Diary of an Employable Blogaholic – The BBC, the Public Accounts Committee, and zero contract hours…
So… there have been a few employment related stories doing the rounds over the last few weeks / days and although they are totally unconnected – they ain’t really. Confused? Don’t panic – all will come clear!
Over at the Ivory tower that is the Public Accounts Committee (where the government have all party committees to deal with, yep, you guessed it – Public Accounts), politicians met with BBC and ex-BBC chiefs to work out if there had been any dodgy dealings (my words not theirs) about the BBC and its HR department paying £25m to 150 of their outgoing executives – £2m more than their contracts had stipulated.
Bearing in mind that, I myself had the misfortune of dealing with and being made redundant, I would have quite happily taken a couple of hundred pounds more than the rock bottom statutory minimum that you get if your employment contract offers you no specific information on what your redundancy payout would be.
Not that I grumble, but you do feel that those public servants over at the BBC, may have been overpaid just a little to leave their publicly paid jobs. Not that I’m bitter of course! However bearing in mind that this is a committee to deal with the Public Accounts, you would like to think that it doesn’t take a committee too long to work out the same thing too.
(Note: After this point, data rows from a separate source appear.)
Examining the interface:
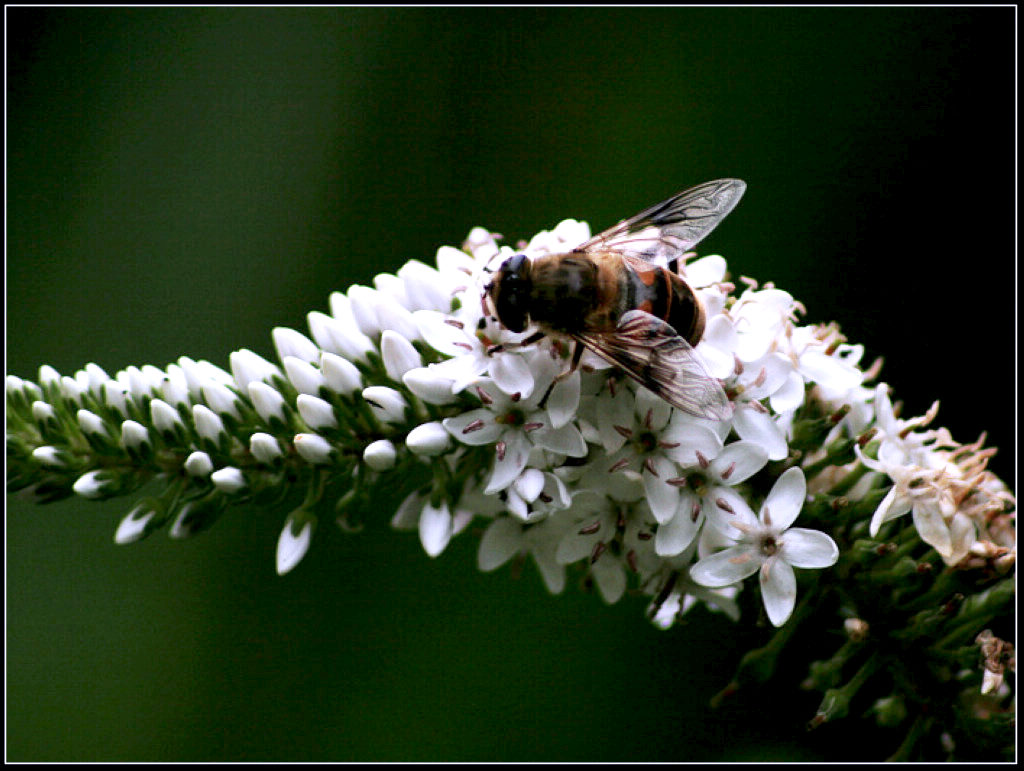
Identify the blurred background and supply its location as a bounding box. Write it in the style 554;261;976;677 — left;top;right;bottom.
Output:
5;7;1017;761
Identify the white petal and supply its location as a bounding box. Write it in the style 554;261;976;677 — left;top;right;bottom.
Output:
662;421;722;468
483;431;529;495
710;441;768;485
487;353;534;398
654;490;703;557
779;527;839;568
684;254;725;288
913;501;953;557
548;372;580;428
761;466;807;530
643;457;680;524
276;514;316;575
590;555;626;605
476;517;522;572
529;423;587;458
381;330;423;381
732;406;790;461
514;469;545;503
761;559;797;627
441;408;505;445
768;372;805;413
406;421;452;456
690;545;761;587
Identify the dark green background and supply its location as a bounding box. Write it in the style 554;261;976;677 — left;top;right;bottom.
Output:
6;7;1017;761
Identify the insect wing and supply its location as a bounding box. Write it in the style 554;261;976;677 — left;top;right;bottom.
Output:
574;179;746;263
573;310;732;420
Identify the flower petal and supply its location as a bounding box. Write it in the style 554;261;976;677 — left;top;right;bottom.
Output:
654;490;703;557
487;353;534;398
761;557;797;627
690;544;761;587
476;517;522;572
711;438;768;485
761;466;807;530
779;527;839;568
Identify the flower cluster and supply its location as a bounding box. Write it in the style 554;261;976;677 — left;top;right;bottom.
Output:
6;207;1016;753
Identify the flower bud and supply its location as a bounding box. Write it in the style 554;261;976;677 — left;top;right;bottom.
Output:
381;330;423;380
184;449;213;477
284;356;325;396
271;327;319;363
321;351;362;396
294;433;334;464
406;421;450;456
362;386;406;423
296;393;338;430
248;382;285;423
249;432;284;466
210;466;246;492
362;439;395;471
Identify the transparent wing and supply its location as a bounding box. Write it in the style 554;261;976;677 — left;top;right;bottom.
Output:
573;310;732;420
574;179;746;263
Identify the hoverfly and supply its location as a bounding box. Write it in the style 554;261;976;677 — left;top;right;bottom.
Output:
483;179;746;420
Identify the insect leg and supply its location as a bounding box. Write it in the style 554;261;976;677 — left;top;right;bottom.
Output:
487;332;544;355
538;340;583;410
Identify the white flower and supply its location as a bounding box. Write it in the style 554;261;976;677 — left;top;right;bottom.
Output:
210;466;246;492
654;441;768;557
413;307;535;397
362;439;396;471
690;467;839;627
608;388;722;524
443;374;587;494
476;517;572;594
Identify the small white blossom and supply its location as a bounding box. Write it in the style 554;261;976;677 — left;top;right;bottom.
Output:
690;468;839;627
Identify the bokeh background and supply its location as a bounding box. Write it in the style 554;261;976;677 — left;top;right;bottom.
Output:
5;7;1017;761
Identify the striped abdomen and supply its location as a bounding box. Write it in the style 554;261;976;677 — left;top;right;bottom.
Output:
623;261;705;345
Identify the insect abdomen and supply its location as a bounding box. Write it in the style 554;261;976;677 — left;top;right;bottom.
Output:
626;260;705;345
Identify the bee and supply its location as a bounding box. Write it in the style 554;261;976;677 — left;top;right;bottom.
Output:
481;179;746;420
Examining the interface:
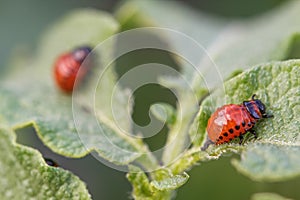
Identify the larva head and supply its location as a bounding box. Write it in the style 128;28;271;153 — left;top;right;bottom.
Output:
243;94;270;119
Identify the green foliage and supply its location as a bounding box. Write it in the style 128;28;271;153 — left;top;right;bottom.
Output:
251;193;291;200
0;127;91;199
190;60;300;181
0;10;150;164
0;0;300;199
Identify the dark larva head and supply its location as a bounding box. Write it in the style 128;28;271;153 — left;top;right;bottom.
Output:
243;94;266;119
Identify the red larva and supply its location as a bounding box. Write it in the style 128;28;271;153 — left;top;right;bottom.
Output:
201;94;273;150
44;158;58;167
54;47;92;93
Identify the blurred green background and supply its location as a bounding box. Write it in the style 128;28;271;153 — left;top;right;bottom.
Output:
0;0;300;200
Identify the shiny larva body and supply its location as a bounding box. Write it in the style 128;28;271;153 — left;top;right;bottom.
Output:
54;47;92;93
202;95;273;150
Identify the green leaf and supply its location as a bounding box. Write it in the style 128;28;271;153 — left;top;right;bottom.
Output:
116;0;227;165
190;60;300;181
150;172;189;191
0;9;147;164
251;193;292;200
0;127;91;199
127;166;172;200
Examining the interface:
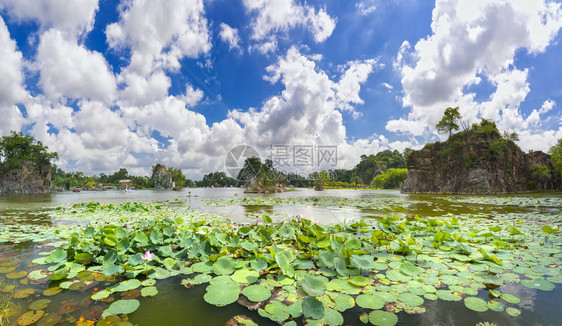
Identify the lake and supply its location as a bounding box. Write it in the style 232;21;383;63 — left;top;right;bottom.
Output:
0;188;562;326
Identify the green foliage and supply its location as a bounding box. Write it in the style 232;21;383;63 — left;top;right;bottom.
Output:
0;131;59;172
195;171;236;187
436;106;461;137
373;169;408;189
168;167;185;189
548;138;562;178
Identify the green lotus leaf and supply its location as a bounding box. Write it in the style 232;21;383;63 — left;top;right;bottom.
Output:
203;282;240;307
487;300;505;311
396;293;423;309
242;284;271;302
464;297;488;312
141;286;158;297
521;278;555;291
334;294;355;312
45;248;67;264
349;255;375;271
213;256;236;275
230;269;260;284
301;275;328;297
6;271;29;280
505;307;521;317
108;279;141;292
275;251;295;277
436;290;462;301
369;310;398;326
102;299;140;317
29;299;51;310
349;275;373;287
355;294;385;309
500;293;521;304
400;261;423;276
302;296;325;319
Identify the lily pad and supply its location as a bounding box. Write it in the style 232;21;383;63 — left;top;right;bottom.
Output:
213;256;236;275
464;297;488;312
369;310;398;326
230;269;260;284
505;307;521;317
302;296;324;319
6;271;29;280
18;310;45;326
102;299;140;317
500;293;521;304
141;286;158;297
29;299;51;310
203;282;240;307
242;284;271;302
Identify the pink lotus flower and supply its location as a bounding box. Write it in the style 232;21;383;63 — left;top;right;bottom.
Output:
141;250;154;261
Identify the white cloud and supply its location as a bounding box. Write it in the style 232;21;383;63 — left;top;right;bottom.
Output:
244;0;336;53
36;29;116;103
219;23;240;50
355;0;377;16
0;0;99;36
0;17;28;135
386;0;562;142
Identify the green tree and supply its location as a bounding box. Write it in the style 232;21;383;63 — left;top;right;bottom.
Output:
436;106;461;137
548;138;562;182
168;167;185;189
0;131;59;171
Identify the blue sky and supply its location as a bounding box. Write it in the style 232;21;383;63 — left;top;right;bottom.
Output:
0;0;562;178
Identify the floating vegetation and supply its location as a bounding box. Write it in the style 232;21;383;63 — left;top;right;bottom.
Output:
0;197;562;326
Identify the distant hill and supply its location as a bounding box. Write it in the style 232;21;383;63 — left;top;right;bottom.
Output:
401;119;560;194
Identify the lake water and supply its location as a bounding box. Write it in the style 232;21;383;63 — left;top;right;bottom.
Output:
0;188;562;326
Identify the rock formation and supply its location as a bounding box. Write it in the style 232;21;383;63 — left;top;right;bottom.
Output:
400;121;559;194
152;163;175;189
0;161;53;193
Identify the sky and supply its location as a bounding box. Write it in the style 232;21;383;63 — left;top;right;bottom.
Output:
0;0;562;179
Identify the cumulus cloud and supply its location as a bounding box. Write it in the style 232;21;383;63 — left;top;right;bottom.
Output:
219;23;240;50
36;29;116;103
0;0;99;36
0;17;27;135
386;0;562;148
244;0;336;53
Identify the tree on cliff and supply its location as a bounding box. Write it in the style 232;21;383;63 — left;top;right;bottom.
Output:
0;131;59;171
436;106;461;137
548;138;562;183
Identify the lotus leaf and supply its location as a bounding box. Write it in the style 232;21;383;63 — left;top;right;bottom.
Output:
18;310;45;326
230;269;260;284
464;297;488;312
487;300;505;311
13;289;35;299
501;293;521;304
301;275;328;297
369;310;398;326
213;256;236;275
396;293;423;309
29;299;51;310
203;282;240;307
302;296;325;319
242;284;271;302
102;299;140;317
505;307;521;317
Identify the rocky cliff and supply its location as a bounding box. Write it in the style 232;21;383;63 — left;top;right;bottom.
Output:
0;161;52;193
152;164;174;189
400;120;559;194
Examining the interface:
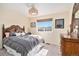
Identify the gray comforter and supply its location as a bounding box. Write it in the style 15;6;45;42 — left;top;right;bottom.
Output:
3;35;44;56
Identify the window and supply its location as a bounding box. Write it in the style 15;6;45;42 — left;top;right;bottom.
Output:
37;18;52;31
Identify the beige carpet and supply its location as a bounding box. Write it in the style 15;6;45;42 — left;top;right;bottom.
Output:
0;44;61;56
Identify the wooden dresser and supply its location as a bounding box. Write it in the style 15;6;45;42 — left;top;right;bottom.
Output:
61;35;79;56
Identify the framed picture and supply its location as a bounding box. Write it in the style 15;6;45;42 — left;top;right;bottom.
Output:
55;19;64;29
30;22;36;27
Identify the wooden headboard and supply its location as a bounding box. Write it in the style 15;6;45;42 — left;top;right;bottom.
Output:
2;24;25;38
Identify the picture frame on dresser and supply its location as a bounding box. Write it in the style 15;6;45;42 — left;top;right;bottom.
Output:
55;18;64;29
30;22;36;27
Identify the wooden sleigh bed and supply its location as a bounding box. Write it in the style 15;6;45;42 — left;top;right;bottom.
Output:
2;24;44;56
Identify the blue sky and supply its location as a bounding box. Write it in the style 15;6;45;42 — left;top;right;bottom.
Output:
37;21;52;27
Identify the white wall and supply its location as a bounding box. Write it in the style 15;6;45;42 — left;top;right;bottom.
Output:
31;9;72;45
0;4;29;48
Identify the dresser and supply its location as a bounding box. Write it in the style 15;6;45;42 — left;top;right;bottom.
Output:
61;35;79;56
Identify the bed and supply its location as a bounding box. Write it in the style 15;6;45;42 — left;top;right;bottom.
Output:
2;25;44;56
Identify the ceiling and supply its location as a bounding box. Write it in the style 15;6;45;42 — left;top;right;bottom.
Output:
2;3;73;16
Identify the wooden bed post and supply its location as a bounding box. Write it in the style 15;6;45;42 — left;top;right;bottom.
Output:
2;24;5;39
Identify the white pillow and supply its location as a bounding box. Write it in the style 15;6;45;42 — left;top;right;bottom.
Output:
5;32;9;37
15;32;25;36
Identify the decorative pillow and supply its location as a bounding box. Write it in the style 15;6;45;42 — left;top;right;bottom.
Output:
15;33;21;36
5;32;10;37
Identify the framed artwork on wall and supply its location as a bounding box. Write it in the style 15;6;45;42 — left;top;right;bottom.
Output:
55;19;64;29
30;22;36;27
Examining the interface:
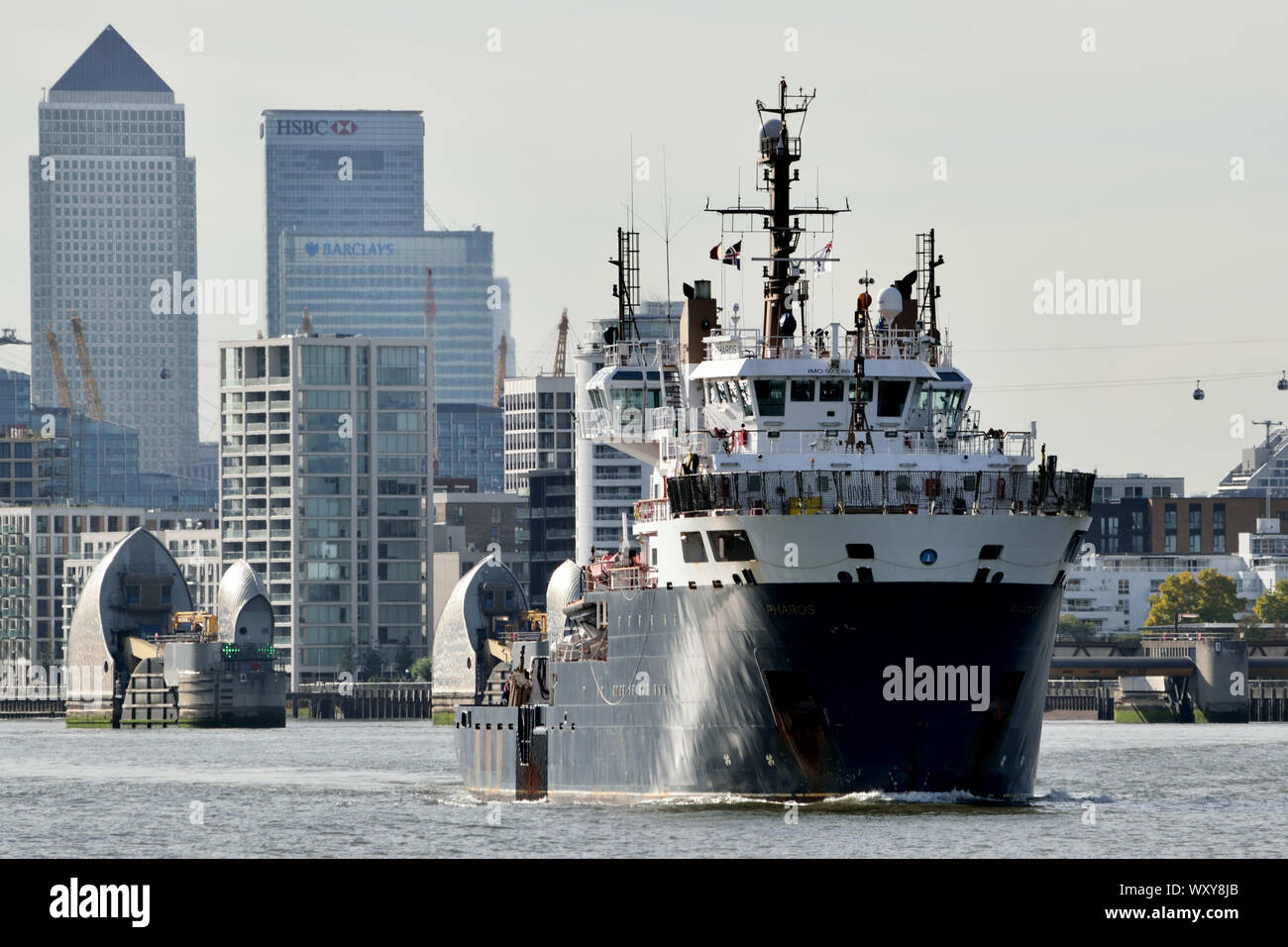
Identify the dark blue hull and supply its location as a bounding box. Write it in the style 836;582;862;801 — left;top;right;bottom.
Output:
456;582;1061;801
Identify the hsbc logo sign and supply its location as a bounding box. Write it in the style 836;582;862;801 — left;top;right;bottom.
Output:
274;119;358;136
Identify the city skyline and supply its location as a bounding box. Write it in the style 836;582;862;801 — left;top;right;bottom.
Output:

In the midst of a public committee spending taxpayers’ money pontificating on how the BBC overspent £2 million pounds to its own executives, another story continued to make some (but admittedly not lots of news). That story? The fact that there are shed loads of UK workers on Zero hour contracts. Yep, you read that right. Like me, you’re probably thinking, how can you be a worker if you have a contract that provides you with zero hours? But I digress…
Firstly, don’t get me wrong – much like the BBC story, there are always two sides to the story, and some people (admittedly, I am not 100% sure on the stats to support this) like the flexibility that a zero our contract can offer.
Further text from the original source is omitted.